Royal Institution | 11 Decr. 1849

My Dear Sir

I was grieved to see a card with your name on it & the name of my friend Dr. Milne Edwards but without an address lying on my table when I returned home from the Sea side and I only this morning learned that you were somewhere in Leicester Square. I have just returned from the Sabloniere where I was told that you were gone out & Dr. M. Edwards gone to Paris. I have a meeting at 4 o’clock with our managers but shall endeavour between this & then to call again that I may see the son of my kind friend. Besides I think that you & I are personally acquainted for surely I had a most pleasant afternoon & evening with you & your father in the Jardin des Plants and also with Mama1. If I should be so unfortunate as to miss you do not fail to give my kindest & affectionate remembrances to M. Dumas and as far as it is proper to Madame[.] There are many on the continent whom I respect & esteem very highly but there are none other to whom my feelings are of the same kind as to them.

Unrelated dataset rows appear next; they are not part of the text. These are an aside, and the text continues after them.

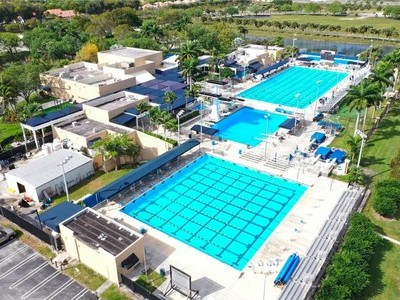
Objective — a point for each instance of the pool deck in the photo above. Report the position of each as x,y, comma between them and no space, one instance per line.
216,280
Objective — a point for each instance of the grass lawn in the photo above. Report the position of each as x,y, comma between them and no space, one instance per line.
385,274
85,276
153,281
30,240
8,130
114,293
92,184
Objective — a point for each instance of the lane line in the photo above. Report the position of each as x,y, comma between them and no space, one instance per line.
59,289
38,286
19,265
27,276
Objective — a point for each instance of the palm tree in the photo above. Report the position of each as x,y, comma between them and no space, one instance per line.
188,68
188,50
360,97
169,98
143,107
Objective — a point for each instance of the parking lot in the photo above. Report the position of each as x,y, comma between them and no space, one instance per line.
24,274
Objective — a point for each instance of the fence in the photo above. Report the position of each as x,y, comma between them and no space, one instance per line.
138,289
39,233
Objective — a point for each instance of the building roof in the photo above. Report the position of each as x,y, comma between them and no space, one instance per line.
44,169
98,231
54,216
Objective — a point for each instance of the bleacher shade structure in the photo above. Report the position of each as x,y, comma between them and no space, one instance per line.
33,122
138,174
54,216
204,129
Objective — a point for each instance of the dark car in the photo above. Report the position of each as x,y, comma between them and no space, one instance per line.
318,117
6,234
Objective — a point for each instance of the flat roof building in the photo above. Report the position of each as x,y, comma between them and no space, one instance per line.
104,245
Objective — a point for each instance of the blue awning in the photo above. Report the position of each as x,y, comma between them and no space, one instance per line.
319,137
204,129
134,176
323,151
53,216
123,119
288,124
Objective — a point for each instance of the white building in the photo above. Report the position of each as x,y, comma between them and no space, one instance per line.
43,177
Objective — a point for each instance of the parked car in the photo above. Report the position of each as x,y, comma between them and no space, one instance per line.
6,234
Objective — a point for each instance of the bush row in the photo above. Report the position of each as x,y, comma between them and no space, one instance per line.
347,274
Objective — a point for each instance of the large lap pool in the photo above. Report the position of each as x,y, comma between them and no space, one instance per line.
248,126
220,208
295,87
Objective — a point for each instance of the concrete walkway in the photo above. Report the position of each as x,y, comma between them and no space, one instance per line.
389,239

To Dr. M. Edwards too do not forget me and though I have a bad memory ask him whether he thinks I can have forgotten his kindness to me when I was at your house that he asks for a letter of introduction? - not that I at all object to it since it brought me the handwriting of M. Dumas2[.]

I suppose I should hardly know you again if I saw you. Yet believe me to be Most Truly Yours | M. Faraday

M. Ernest Dumas | &c &c &c

In July 1845. See Bence Jones (1870a), 2: 222.

Bibliography

BENCE JONES, Henry (1870a): The Life and Letters of Faraday, 1st edition, 2 volumes, London.